Volunteerism will become much more attractive and appealing to Millennials if they are given key roles to play in the activity, a subset of the group of this year's national honourees has suggested.
The group of four, which included cultural ambassador Joan Andrea Hutchinson, environmentalist Eleanor Jones, and councillor for the Gordon Town Division Neville Whittaker, all agreed that young people nowadays generally tend to shy away from volunteering, choosing instead to work for tangible incentives, usually monetary rewards.
Kavan Gayle, a veteran trade unionist who is to be awarded the Order of Distinction in the Rank of Commander (CD) for Contribution to the Trade Union Movement and Public Service, is confident that if these Millennials are given the mantle of leadership, a culture change will come.
Jones, who will be awarded the Order of Distinction in the Rank of Officer for her contribution to the Development of Environmental Management and also Civic Development, quickly agreed with Gayle.
"A lot of young people at all levels feel disconnected, so how do we bring them back in? I think the business of accountability, responsibility, helping to build the self-esteem and that sense of self-satisfaction is key," she said.

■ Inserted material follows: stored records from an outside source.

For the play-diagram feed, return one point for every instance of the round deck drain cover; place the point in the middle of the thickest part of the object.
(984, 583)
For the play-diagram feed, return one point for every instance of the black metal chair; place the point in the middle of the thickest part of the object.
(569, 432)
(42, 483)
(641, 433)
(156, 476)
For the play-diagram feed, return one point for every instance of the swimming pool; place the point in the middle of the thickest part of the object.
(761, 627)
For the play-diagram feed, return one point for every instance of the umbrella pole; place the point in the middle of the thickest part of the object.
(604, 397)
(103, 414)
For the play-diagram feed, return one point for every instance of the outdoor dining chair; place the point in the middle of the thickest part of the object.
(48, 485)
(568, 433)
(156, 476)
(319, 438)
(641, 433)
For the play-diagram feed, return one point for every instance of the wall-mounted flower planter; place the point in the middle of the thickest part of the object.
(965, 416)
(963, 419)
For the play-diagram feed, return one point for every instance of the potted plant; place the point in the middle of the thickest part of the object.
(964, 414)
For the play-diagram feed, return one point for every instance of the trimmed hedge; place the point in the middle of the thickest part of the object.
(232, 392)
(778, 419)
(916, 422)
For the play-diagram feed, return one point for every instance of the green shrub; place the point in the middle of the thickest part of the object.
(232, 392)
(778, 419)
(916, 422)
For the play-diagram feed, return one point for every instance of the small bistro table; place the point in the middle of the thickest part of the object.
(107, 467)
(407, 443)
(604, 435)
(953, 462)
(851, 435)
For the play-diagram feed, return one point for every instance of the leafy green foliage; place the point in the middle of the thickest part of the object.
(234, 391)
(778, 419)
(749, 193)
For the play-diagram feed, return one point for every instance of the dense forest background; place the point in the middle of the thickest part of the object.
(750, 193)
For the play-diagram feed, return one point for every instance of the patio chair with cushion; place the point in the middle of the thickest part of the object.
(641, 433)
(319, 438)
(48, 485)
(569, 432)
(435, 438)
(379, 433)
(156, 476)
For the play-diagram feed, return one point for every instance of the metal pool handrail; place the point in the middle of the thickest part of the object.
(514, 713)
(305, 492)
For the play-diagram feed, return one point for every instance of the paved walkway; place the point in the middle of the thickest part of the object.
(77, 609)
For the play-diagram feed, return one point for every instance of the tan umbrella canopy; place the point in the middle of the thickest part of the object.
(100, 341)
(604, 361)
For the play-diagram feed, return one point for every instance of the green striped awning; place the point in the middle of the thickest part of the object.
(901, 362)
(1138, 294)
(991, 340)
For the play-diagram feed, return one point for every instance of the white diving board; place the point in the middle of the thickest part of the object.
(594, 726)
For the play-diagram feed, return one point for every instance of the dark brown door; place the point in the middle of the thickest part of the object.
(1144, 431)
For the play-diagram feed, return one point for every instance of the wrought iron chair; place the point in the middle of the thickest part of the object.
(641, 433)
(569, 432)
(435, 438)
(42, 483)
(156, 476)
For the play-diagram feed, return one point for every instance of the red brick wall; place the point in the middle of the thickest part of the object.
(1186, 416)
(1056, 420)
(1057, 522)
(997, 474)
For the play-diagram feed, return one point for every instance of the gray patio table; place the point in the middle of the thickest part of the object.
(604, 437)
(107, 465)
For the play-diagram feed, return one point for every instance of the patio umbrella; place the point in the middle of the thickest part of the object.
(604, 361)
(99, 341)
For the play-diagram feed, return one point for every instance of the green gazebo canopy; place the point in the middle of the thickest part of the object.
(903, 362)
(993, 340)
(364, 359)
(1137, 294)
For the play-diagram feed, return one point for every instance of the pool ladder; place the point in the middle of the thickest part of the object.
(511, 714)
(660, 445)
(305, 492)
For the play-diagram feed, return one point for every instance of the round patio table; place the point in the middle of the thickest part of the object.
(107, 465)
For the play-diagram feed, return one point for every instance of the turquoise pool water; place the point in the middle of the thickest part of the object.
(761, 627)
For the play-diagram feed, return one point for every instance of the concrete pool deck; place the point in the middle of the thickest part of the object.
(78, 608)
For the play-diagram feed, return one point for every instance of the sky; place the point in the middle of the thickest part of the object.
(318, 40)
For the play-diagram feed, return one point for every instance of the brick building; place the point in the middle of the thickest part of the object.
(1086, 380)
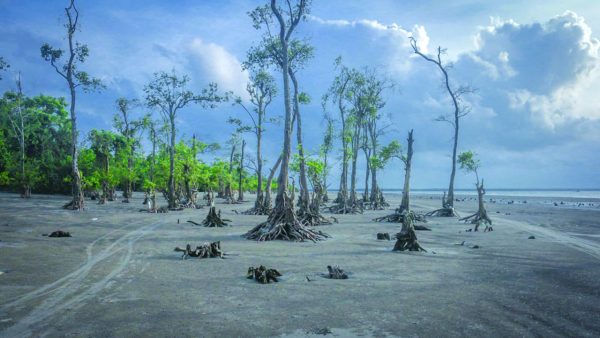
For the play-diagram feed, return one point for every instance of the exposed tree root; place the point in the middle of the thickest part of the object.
(213, 219)
(377, 202)
(350, 207)
(261, 207)
(383, 236)
(479, 218)
(443, 212)
(60, 233)
(283, 224)
(207, 250)
(336, 273)
(398, 217)
(406, 240)
(263, 275)
(314, 219)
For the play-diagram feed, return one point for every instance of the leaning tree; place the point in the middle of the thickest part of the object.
(76, 53)
(469, 162)
(282, 222)
(460, 110)
(339, 94)
(4, 65)
(130, 131)
(169, 93)
(19, 117)
(403, 210)
(261, 90)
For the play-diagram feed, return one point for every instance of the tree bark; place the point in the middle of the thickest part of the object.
(303, 201)
(241, 172)
(171, 192)
(405, 204)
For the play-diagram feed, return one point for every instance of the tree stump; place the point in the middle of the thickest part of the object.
(381, 236)
(283, 224)
(336, 272)
(263, 275)
(213, 219)
(406, 240)
(60, 233)
(207, 250)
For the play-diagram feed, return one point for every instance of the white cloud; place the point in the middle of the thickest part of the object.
(399, 36)
(549, 70)
(220, 66)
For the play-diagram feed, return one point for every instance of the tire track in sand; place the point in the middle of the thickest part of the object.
(69, 292)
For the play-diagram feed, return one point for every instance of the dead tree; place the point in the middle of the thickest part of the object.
(283, 222)
(470, 163)
(460, 110)
(207, 250)
(169, 93)
(406, 239)
(339, 95)
(18, 119)
(335, 272)
(241, 174)
(262, 90)
(263, 275)
(213, 219)
(76, 53)
(402, 211)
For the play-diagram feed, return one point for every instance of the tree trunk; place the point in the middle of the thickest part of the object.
(450, 197)
(303, 201)
(259, 188)
(241, 172)
(367, 174)
(171, 192)
(269, 182)
(405, 204)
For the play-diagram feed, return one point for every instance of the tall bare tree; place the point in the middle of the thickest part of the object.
(18, 117)
(282, 222)
(4, 65)
(130, 130)
(339, 95)
(76, 53)
(461, 109)
(262, 90)
(169, 93)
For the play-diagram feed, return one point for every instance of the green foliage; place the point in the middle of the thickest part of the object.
(3, 66)
(468, 161)
(47, 131)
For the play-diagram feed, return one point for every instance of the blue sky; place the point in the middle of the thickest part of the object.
(535, 118)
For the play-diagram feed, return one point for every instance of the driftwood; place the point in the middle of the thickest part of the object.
(283, 224)
(213, 219)
(207, 250)
(263, 275)
(336, 273)
(381, 236)
(446, 210)
(60, 233)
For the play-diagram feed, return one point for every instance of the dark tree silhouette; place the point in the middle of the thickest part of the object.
(460, 110)
(76, 53)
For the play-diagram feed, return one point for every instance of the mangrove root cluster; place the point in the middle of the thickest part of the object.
(283, 224)
(213, 219)
(60, 233)
(336, 273)
(263, 275)
(207, 250)
(381, 236)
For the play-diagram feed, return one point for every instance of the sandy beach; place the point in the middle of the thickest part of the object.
(118, 274)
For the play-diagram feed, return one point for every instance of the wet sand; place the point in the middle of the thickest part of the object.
(118, 275)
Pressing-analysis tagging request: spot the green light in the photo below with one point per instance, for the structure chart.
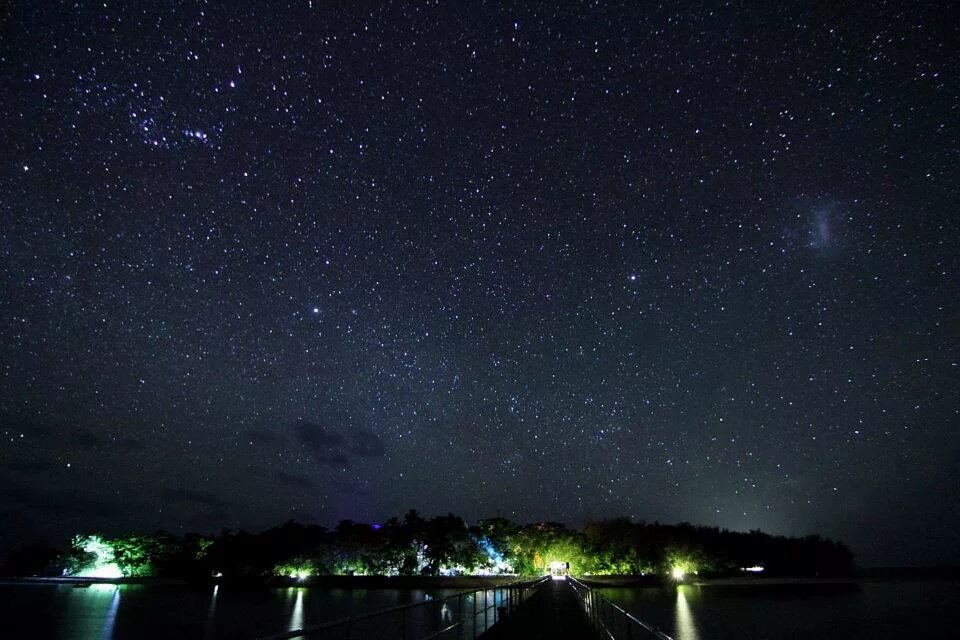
(101, 563)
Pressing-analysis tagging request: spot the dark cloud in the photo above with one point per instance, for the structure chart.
(44, 466)
(70, 503)
(84, 438)
(192, 497)
(293, 480)
(264, 438)
(333, 449)
(317, 438)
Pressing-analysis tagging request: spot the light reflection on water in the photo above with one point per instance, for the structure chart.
(296, 615)
(685, 624)
(211, 614)
(96, 609)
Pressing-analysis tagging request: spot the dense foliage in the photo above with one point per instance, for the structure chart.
(445, 545)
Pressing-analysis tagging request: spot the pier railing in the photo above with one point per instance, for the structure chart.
(463, 616)
(610, 620)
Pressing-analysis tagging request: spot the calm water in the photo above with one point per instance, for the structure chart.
(879, 610)
(102, 612)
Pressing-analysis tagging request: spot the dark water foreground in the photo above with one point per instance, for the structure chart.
(877, 609)
(149, 611)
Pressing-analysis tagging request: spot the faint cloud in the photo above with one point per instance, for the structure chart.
(365, 443)
(192, 497)
(293, 480)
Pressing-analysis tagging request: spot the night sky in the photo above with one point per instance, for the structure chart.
(326, 260)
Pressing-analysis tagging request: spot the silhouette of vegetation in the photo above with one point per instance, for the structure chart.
(443, 545)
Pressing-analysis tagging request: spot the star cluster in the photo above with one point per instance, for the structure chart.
(336, 260)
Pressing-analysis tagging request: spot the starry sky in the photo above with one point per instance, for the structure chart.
(324, 260)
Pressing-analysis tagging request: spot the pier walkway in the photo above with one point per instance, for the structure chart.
(553, 612)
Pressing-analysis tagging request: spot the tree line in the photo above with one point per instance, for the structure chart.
(443, 545)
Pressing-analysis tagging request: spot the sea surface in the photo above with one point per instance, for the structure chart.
(878, 610)
(141, 611)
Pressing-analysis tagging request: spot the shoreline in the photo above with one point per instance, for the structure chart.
(328, 582)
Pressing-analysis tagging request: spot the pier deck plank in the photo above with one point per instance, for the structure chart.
(553, 612)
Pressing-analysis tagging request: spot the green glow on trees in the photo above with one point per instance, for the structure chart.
(93, 557)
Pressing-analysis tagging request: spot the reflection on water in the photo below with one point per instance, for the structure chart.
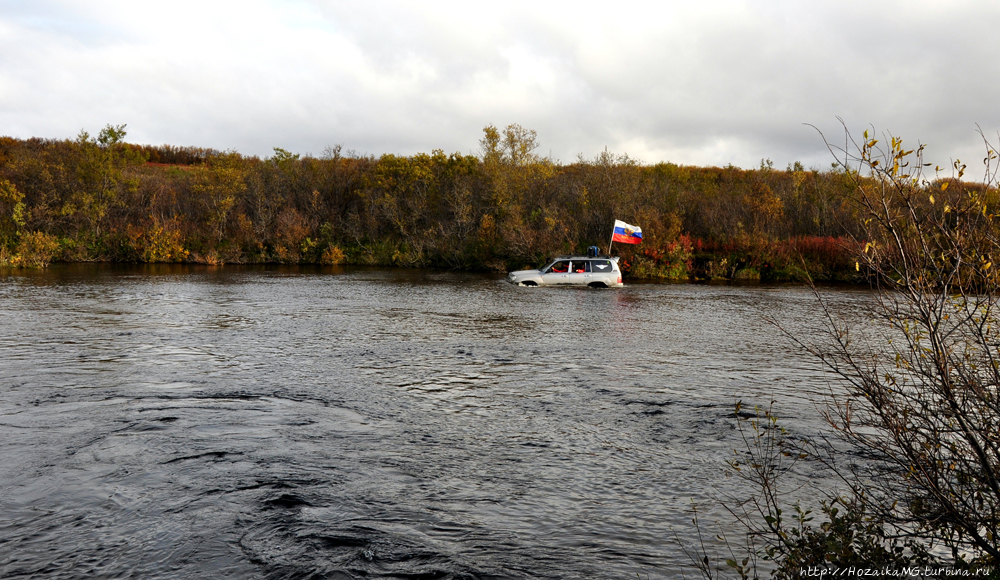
(182, 421)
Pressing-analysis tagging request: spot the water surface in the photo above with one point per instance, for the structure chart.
(179, 422)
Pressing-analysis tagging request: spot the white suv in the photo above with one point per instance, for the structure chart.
(596, 272)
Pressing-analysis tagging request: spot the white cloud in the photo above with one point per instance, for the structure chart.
(695, 83)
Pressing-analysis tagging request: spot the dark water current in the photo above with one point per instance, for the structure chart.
(184, 422)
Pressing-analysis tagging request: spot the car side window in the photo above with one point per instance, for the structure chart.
(601, 266)
(559, 268)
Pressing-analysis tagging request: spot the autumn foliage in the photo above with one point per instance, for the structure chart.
(102, 199)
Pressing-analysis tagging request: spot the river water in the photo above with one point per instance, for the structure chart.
(229, 422)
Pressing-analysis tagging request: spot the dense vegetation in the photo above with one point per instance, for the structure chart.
(102, 199)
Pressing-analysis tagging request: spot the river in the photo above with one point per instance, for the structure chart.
(280, 422)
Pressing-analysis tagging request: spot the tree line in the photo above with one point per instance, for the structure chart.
(99, 198)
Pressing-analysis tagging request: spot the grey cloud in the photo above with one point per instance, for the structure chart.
(724, 82)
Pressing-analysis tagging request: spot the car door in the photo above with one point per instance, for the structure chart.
(602, 271)
(580, 272)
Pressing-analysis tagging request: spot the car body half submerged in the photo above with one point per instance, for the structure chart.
(593, 271)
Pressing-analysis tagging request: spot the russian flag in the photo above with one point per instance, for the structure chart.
(627, 234)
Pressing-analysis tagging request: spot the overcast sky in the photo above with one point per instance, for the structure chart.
(695, 83)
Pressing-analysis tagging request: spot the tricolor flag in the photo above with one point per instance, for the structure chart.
(626, 233)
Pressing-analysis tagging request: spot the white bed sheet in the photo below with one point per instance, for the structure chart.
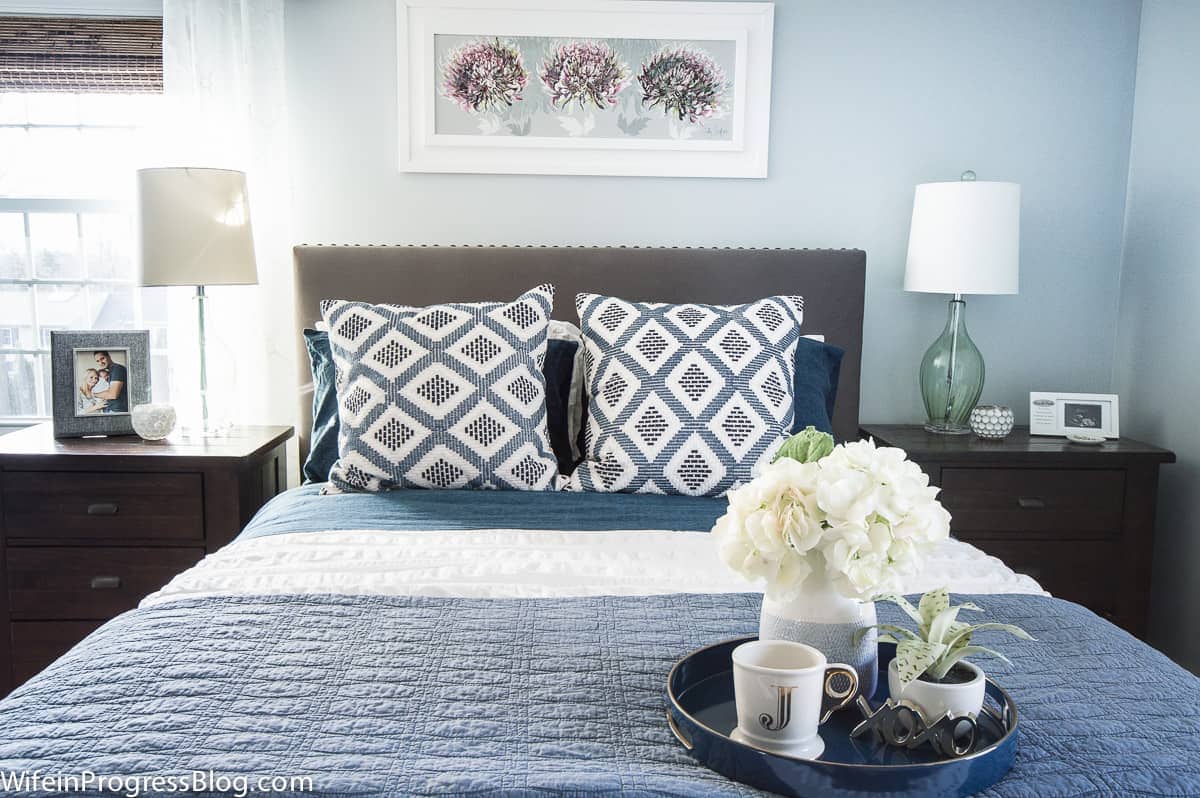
(516, 563)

Hutchinson, who has earned the Order of Distinction in the Rank of Officer for her contribution to the Cultural Arts, in particular, the spoken word, asserted that the act of volunteerism is more nurtured than innate.
"It is what you see around you. It is the people around you who shape your thinking. If as a young person, what is in it for me is power, responsibility, and respectability, then it becomes attractive. So we must not always make it about giving them money and paying them to do the volunteerism. Give them the power, give them the respectability, because that's what they want," she said.